最近は、眞冬くんも他の子達とお話するようになってきたけど……まだ眞冬くんを嫌っている人がいるかどうか、少し心配。
眞冬くん、誰かに傷つけられたりしてないといいんだけど……。
「心配だね……ね、千秋くん」
私が千秋くんに声をかけると、彼はビクリと体をすくめた。
「っ……、え?春花ちゃん、何……?」
「あ……眞冬くんが心配だねって話だよ」
「ああ……うん。そう、だね」
千秋くんは短く答えると、目を伏せる。
千秋くん、やっぱり様子がおかしい。絶対、ぜーったい、何かあったんだ。
「千秋くん、大丈夫?何かあった?」
「……う、ううん。大丈夫だよ」
「そう……?」
「うん。
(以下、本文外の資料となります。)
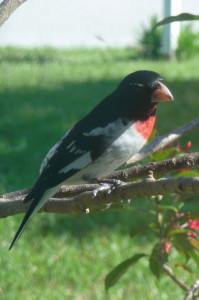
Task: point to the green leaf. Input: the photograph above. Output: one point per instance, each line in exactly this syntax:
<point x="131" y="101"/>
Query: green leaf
<point x="187" y="174"/>
<point x="194" y="242"/>
<point x="194" y="256"/>
<point x="153" y="135"/>
<point x="184" y="245"/>
<point x="166" y="207"/>
<point x="177" y="18"/>
<point x="184" y="267"/>
<point x="112" y="278"/>
<point x="141" y="229"/>
<point x="154" y="262"/>
<point x="178" y="231"/>
<point x="164" y="154"/>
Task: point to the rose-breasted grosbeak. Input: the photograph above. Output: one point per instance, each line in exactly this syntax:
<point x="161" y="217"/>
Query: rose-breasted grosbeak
<point x="116" y="129"/>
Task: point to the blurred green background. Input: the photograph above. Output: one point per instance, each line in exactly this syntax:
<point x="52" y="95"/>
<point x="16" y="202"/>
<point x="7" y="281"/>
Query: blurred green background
<point x="43" y="92"/>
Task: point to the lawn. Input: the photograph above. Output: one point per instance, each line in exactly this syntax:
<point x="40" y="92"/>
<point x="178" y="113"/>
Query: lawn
<point x="43" y="92"/>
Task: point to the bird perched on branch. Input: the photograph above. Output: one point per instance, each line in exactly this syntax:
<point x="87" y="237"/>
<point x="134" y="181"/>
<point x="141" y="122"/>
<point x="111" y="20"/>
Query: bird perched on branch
<point x="115" y="130"/>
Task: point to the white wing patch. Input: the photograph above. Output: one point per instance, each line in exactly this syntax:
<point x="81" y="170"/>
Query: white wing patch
<point x="73" y="149"/>
<point x="107" y="131"/>
<point x="51" y="152"/>
<point x="78" y="163"/>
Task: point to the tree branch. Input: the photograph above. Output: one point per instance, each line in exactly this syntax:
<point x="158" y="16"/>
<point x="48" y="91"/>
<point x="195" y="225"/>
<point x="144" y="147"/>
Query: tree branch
<point x="81" y="203"/>
<point x="161" y="141"/>
<point x="7" y="7"/>
<point x="158" y="168"/>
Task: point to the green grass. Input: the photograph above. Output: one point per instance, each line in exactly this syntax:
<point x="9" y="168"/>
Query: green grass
<point x="43" y="92"/>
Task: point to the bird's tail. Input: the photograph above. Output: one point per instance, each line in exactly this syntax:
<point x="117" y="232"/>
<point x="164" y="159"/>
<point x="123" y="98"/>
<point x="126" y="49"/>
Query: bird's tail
<point x="37" y="202"/>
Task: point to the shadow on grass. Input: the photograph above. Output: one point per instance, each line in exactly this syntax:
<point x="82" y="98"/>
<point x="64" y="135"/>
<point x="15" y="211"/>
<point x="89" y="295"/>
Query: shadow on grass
<point x="32" y="120"/>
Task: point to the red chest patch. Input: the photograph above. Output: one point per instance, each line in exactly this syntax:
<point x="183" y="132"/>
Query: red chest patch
<point x="146" y="127"/>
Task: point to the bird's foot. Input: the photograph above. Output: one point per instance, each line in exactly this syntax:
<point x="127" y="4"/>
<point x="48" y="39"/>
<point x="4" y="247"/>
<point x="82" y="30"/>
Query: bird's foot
<point x="107" y="185"/>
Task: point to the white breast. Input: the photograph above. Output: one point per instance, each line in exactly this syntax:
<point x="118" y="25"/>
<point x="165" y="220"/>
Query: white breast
<point x="125" y="146"/>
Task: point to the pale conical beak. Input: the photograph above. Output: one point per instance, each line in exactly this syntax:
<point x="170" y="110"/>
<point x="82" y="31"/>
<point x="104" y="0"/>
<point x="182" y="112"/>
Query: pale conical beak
<point x="161" y="94"/>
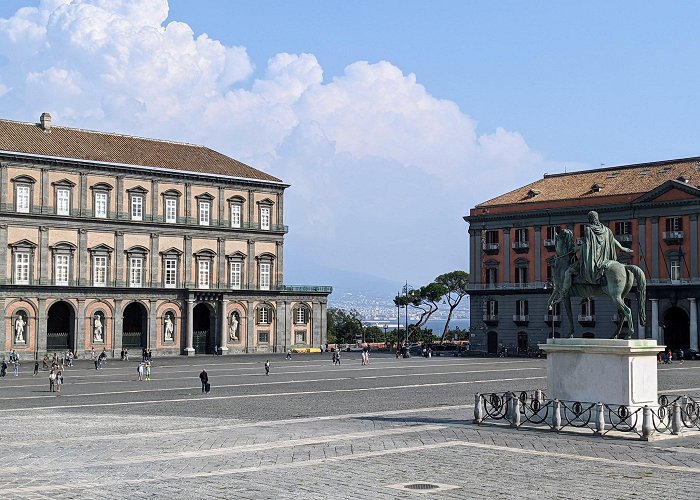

……そうだよ」
千秋くんはそう言うと、なにかを誤魔化すような笑顔を見せた。
千秋くん、絶対、何か抱えてる。でも、それは私には言えないことなのかな……。
力になりたいけど、力になれない。
それがもどかしくて、私は唇を噛んだ。
「全員、給食を貰いましたね。日直さん、お昼のご挨拶して」
先生に声をかけられ、日直の子が立ち上がる。
「いただきます」という号令に合わせて、私も手を合わせた。
スプーンを手に取り、カレーライスを掬い取る。
とっても大好きなはずのカレーが、今日はなぜだか美味しく感じられなかった。